Today's the one-year anniversary of the Supreme Court's decision in Heller v. District of Columbia. James Maloney, appellant in Maloney v. Cuomo, has filed a petition for his case to be heard before the Supreme Court next session. The case is now Maloney v. Rice (pdf). Kathleen Rice is the current District Attorney for Nassau County.
The petition follows and supplements the 14th Amendment claim Mr. Maloney made before the 2nd Circuit in February. It points out that the Circuit Courts are now divided three ways on the question of 14th Amendment incorporation, which would demand that the Supreme Court rectify this discrepancy. It's worth noting that 7th Circuit Justice Easterbrook also acknowledged this disparity in NRA v. Chicago.
Maloney also recognizes the existence of the pending petitions from Alan Gura and the NRA, and he suggests consolidating all three:
Either or both of the pending petitions for certiorari on the Second Amendment incorporation issues arising out of National Rife Association would be fitting for this Court to grant because those cases present the same Fourteenth Amendment issues concerning applicability of the Second Amendment to the States invoked in this petition. Indeed, consolidating those cases with this case and granting certiorari over all of them as a unit would put before the Court the fullest possible range of factual and legal settings in which to consider and resolve the burning issue of Second Amendment incorporation. (p. 25)

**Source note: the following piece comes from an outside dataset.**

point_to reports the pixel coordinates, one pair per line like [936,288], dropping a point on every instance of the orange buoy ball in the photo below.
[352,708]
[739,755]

Such a measure would represent the largest, broadest coalition of 2nd Amendment resources in American history towards a single goal.
The Maloney petition is terse and a bit snarky at times:
Heller’s logic and its careful survey of history will not permit the Second Amendment to be shunted to the side and relegated to second-class status in an arbitrary pecking order of constitutional rights.
Nonetheless, it makes its point convincingly and shows some serious forethought on strategy.
I was quite glib in my initial assessment of Maloney's case when it was first argued in the 2nd Circuit, but it has become quite the unstoppable dark horse. The petition also lays out the events leading up to Mr. Maloney's appeal in greater detail than before:
Following a dispute between Mr. Maloney and a telephone line worker who was working on a platform outside Mr. Maloney’s home on August 23, 2000, the police were summoned and eventually admitted to his residence, whereupon they conducted a search and found the nunchaku that Mr. Maloney owned for purposes of self-defense and martial-arts training.
Police had become involved after the telephone worker claimed that Mr. Maloney had pointed a rifle at him from within the home. When the police arrived at Mr. Maloney’s home, they did not have a search warrant, so Mr. Maloney repeatedly refused them entry. A team of police surrounded his dwelling and nonetheless persisted— for nearly twelve hours — in calling for Mr. Maloney to exit his home and surrender to them. After consulting with counsel and his rabbi, Mr.Maloney finally surrendered into the custody of police at approximately 2 a.m. on the morning of August 24, 2000.
Nassau County and Mr. Maloney dispute the circumstances surrounding Mr. Maloney’s wife’s decision to later consent to the police entering their home. As the Eastern District of New York noted, “[i]t is readily apparent from the face of the documents and from the Declaration of [Mr. Maloney’s wife] . . . that there are substantial issues concerning the scope, voluntariness and validity of [her] consent.”
Police searched the home, finding the nunchaku under a couch. Police also seized from Mr. Maloney’s locked safe three revolvers, two inoperable and one operable, all purchased legally by Mr. Maloney in either Florida or New Jersey years before. Regarding Mr. Maloney’s interaction with the telephone worker, the Supreme Court of New York for New York County concluded as follows: “It is undisputed . . . that petitioner did not have a rifle, and that he had not pointed any weapon at the telephone worker.” (pp. 10-11)
Six charges were brought (it sounds like the police wanted anything they could get), including illegal weapon possession. In 2003, Maloney plead down to a single violation of disorderly conduct. His nunchaku were destroyed, and he filed suit with the District Court the following month. Thus began the journey to the Supreme Court for his grievances.
The petition also observes that over 200 American police departments utilize nunchaku in the course of their duties, something I never suspected:
Although nunchaku can be used offensively, it originated as and is utilized by modern martial artists primarily as a means of self-defense. Unsurprisingly, then, nunchaku are also currently used by over two-hundred police forces across the country for control of and/or self-defense against unarmed attackers. As noted above, the New York Attorney General has determined that state and municipal police in New York may possess and use nunchaku in the course of their duties. (pp. 7-8)
That last point casts a shadow on the argument that nunchaku would not be considered "militia weapons."